South Africa’s mining sector delivered its strongest quarterly output performance in three years during the first quarter of 2026, with industry body Minerals Council South Africa reporting that total production volumes grew 4.3% compared to the same period in 2025. The recovery was led by the platinum group metals and chrome ore sub-sectors, both of which benefited significantly from the extended period of stable electricity supply that has characterised South Africa’s grid situation since late 2025.
The Minerals Council noted that mining operations had lost an estimated R1.2 billion per month to load shedding at the peak of South Africa’s electricity crisis, and that the disappearance of these disruptions has allowed producers to restore production schedules that had been persistently disrupted by power outages affecting underground hoisting, ventilation and processing operations.

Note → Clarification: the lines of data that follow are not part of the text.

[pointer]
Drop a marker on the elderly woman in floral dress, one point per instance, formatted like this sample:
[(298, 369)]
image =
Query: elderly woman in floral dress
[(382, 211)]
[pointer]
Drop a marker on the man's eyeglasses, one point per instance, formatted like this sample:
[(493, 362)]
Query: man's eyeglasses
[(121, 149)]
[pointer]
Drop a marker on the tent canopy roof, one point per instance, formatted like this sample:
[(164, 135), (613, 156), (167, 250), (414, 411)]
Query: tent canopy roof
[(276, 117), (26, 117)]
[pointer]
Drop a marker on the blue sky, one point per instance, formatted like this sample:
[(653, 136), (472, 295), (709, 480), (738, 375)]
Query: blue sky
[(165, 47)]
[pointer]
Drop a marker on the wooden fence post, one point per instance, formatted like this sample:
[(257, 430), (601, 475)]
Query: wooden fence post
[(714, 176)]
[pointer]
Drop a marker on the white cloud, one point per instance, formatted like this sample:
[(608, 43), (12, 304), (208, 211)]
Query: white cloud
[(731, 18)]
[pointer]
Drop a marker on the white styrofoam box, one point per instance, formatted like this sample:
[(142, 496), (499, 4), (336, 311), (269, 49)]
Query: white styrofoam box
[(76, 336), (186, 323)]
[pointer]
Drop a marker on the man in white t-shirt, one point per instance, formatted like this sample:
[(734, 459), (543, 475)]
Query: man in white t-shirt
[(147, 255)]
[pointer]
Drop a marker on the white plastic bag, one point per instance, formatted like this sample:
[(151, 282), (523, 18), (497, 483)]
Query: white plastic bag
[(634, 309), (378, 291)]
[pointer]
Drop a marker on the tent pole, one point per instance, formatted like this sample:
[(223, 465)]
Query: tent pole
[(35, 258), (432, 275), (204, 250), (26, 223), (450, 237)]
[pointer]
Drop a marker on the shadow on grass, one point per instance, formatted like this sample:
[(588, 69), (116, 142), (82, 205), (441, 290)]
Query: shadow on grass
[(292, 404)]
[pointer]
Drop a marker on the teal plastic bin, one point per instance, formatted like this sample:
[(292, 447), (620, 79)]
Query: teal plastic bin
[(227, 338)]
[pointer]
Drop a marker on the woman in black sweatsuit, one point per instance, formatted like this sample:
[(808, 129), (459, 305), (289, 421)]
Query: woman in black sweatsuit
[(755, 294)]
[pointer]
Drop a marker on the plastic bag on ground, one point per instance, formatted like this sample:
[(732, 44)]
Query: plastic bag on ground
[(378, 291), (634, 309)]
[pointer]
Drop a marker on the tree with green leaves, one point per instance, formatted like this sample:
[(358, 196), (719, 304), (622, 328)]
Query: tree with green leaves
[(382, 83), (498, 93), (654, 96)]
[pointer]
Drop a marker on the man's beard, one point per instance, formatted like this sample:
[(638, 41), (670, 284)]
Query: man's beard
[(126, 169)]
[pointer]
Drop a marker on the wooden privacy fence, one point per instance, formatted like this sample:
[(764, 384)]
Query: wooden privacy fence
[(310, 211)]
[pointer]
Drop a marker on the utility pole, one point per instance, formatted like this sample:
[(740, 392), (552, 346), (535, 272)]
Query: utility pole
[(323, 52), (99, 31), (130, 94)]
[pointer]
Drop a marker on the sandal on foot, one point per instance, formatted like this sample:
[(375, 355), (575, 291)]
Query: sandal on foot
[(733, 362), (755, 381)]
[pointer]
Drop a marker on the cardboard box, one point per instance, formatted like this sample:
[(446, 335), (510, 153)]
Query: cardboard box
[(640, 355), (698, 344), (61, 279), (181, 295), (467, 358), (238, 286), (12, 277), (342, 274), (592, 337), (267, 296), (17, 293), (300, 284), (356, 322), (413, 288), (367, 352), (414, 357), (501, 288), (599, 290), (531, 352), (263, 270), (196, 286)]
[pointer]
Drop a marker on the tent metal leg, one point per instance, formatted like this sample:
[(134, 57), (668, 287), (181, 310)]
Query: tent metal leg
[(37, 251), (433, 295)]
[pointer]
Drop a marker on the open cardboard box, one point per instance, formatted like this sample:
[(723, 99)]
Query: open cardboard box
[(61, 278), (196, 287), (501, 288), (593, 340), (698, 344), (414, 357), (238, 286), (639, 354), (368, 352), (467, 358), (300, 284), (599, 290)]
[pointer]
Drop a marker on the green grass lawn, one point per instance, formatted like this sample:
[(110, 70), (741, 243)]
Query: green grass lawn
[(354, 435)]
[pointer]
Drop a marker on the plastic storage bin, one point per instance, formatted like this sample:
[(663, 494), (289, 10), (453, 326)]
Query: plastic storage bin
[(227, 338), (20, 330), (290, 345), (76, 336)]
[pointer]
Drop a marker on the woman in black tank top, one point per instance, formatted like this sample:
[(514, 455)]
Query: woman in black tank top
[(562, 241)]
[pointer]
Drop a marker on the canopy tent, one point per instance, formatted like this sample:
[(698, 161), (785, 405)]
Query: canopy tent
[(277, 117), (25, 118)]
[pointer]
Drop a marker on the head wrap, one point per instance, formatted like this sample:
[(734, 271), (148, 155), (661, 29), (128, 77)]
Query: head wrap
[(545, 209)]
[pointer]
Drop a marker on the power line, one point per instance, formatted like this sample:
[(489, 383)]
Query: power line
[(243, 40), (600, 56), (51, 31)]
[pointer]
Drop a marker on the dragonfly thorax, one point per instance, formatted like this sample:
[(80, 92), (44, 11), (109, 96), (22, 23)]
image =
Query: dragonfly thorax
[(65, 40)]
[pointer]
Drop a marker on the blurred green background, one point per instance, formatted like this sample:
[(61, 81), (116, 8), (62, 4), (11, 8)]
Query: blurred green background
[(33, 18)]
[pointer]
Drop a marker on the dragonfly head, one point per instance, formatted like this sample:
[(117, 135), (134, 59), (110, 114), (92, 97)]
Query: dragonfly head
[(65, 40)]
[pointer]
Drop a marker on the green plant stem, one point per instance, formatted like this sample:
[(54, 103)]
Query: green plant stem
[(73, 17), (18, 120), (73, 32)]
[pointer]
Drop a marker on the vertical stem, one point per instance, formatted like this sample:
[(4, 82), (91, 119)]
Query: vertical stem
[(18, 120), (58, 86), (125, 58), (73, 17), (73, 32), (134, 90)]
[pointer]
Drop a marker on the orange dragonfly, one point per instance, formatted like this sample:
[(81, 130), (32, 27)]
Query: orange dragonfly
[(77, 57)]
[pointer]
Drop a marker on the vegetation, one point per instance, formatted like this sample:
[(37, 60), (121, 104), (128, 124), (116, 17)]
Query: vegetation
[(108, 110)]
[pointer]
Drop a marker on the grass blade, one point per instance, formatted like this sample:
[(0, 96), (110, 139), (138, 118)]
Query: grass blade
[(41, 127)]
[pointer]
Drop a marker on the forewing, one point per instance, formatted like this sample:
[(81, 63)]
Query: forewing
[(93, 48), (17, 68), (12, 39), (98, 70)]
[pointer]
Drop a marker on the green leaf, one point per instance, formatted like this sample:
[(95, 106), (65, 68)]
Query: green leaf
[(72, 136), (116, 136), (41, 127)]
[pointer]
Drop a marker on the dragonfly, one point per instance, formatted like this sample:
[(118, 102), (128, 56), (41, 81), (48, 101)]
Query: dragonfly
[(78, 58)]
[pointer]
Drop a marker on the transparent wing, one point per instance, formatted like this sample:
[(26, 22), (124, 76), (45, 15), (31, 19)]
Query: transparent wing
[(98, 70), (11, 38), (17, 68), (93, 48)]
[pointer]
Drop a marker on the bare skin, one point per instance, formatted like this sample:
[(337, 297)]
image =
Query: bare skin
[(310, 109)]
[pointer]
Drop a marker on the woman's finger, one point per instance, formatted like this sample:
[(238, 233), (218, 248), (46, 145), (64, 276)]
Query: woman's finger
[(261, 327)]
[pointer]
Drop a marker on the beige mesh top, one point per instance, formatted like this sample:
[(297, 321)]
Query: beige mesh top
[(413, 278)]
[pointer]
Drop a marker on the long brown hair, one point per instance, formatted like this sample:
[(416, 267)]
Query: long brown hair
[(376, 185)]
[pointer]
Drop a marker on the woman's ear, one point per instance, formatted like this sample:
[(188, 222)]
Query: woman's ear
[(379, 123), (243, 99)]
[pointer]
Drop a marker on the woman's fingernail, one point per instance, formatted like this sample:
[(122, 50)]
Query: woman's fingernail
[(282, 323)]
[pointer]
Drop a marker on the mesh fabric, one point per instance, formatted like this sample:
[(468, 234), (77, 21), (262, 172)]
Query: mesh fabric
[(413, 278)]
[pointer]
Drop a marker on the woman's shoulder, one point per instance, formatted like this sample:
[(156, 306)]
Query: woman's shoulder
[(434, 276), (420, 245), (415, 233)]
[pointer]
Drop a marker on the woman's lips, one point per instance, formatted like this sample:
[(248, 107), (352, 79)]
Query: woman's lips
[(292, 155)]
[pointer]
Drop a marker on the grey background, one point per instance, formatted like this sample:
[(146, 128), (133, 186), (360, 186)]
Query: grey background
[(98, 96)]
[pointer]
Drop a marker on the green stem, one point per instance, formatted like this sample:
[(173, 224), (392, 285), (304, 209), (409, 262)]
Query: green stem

Platinum group metals production, the most internationally significant component of South Africa’s mining output and a critical input into catalytic converters and a growing range of green hydrogen fuel cell applications, increased 6.8% year-on-year. Prices for PGMs remain elevated by historical standards as the automotive industry’s transition to electric vehicles — which use far less platinum and palladium than internal combustion engines — has proceeded more slowly than initially projected.
Gold production, by contrast, rose only modestly at 1.2%, with ageing deep-level operations continuing to face structural challenges related to ore grade decline and rising extraction costs. Chrome ore — of which South Africa is the world’s dominant supplier — grew 9.1% in response to strong demand from the global stainless steel industry.
The Minerals Council called on the government to sustain its focus on energy security, noting that the mining sector’s performance improvement is directly correlated with improved grid stability and that any return to load shedding would immediately reverse the gains.